清盛たちにすれば源氏など歯牙にもかけておらず、

だからこそ、頼朝や義経たちが命までは取られずに済んだという一面もあるでしょう。

 

やがて「この一門にあらざるは、人非人なり」とまで豪語して驕り高ぶる平家に対して、

多くの人々の不満が爆発しました。

(この言葉も、正確な訳は口に出せないので、拙著『源平の怨霊』講談社刊、をご覧ください)

 

 

そして、ついに治承四年(1180)。

後白河天皇皇子の以仁王は、全国の源氏に向けて「平家を討て」という、

令旨(命令の書)を出しました。

但し、ここでのポイントは、あくまでも「源氏」に向けての令旨だったということです。

つまり時政たち「東国平氏」は無関係でした。

なのに、どうして頼朝にあれほど肩入れすることになったのかと言うと、

またもう少し先の話になります。

 

 

 

その令旨に応えて、都では源頼政が七十七歳にして挙兵します。

今で言うと九十歳近い年齢でしょうか。

しかし彼の主旨に賛同して、周囲の一般の人々までもが、反平家の狼煙を上げました。

(挙兵の真の理由は不明とされていますが、実は非常に明瞭で筋が通っているのです。

その真相も、やはり拙著『源平の怨霊』講談社刊、をご覧ください)

 

 

 

結果、頼政は宇治川の戦いに敗れ、平等院で自害してしまいます。

しかし、とても信頼していた頼政の挙兵に清盛は怒りが収まらず、

やはり源氏は信用ならぬと言って、今度は全国の源氏の生き残りを全員殺せと命じます。

そのため、伊豆の片隅でのんびり政子との恋に溺れていた頼朝もさすがに焦りました。

時政としては、素直に頼朝の首を差し出す手もあったのですが、溺愛する娘に懇願されて、

乾坤一擲、一か八かで頼朝を押し立てることに決め(やむなく)伊豆で挙兵します。

 

しかし予想通り頼朝は殆ど力にならず、緒戦の山木館襲撃に際しては時政から、

「一緒に来なくて良い。但し我々が敗れたことを知ったらこの場で自害して果てろ」

と吐き捨てられたといいます。

その後、自身が参戦した石橋山の戦いに於いては、一命を落とす寸前でした。

 

 

 

それを何とか凌いだ後(天の助けとも言うべき)頼朝の異母弟たち、

軍事の天才・義経や、人望篤い範頼らが戦列に加わり――ここから先は皆さんご存知の通り――

一ノ谷、屋島、壇ノ浦と平家を撃破して行きます。

そしてついに、先ほどの令旨から、わずか五年後の元暦二年(1185)

壇ノ浦の戦いによって「西国平家」は滅亡してしまいました。

 

 

 

ところが、実はその二年ほど前に、平家は木曾義仲のために、一度都を追い落とされていました。
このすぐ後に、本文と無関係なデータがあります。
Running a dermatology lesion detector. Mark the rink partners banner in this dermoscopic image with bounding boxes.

しかもその時、義仲は征夷大将軍になっていたという説もあります。

 

 

 

ということは、この一連の戦いが本当に「源平合戦」であるならば、

この時点で源氏の勝利となって終わっているはずです。

だが実際はそうならず、頼朝・時政は、今度は大軍を用いて義仲を追い落としにかかりました。
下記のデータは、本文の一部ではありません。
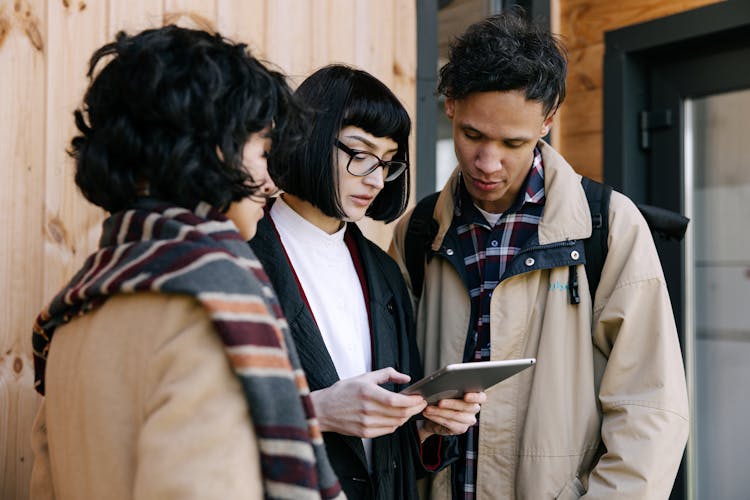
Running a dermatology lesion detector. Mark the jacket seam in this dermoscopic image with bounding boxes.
[605,400,688,422]
[587,276,665,315]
その結果、義仲は義経らによって首を取られてしまいます。

 

 

 

これは一般に言われるように、ただ単なる源氏の仲間割れだったのでしょうか?

おそらく、そうではないでしょう。

事実、後白河法皇と時政が裏で手を結んで、何やら事を進めていたという説もあります。

 

実際にその後、大功績を挙げた義経も、そして頼朝も、

(ぼくは、頼朝は暗殺されたと思っています。

その真犯人や暗殺方法も、やはり『源平の怨霊』に書いてあるので、

ご興味がおありの方はそちらをご覧ください)

 

 

 

続いて範頼、頼家、実朝、頼家の子・公暁と、全員が殺害されています。

義仲の子の義高も殺害され、

義経と静御前との間の生まれたばかりの子は、由比ヶ浜に沈められました。

更に、頼家と比企一族との間に生まれた一幡も、わずか六歳で北条氏によって殺されています。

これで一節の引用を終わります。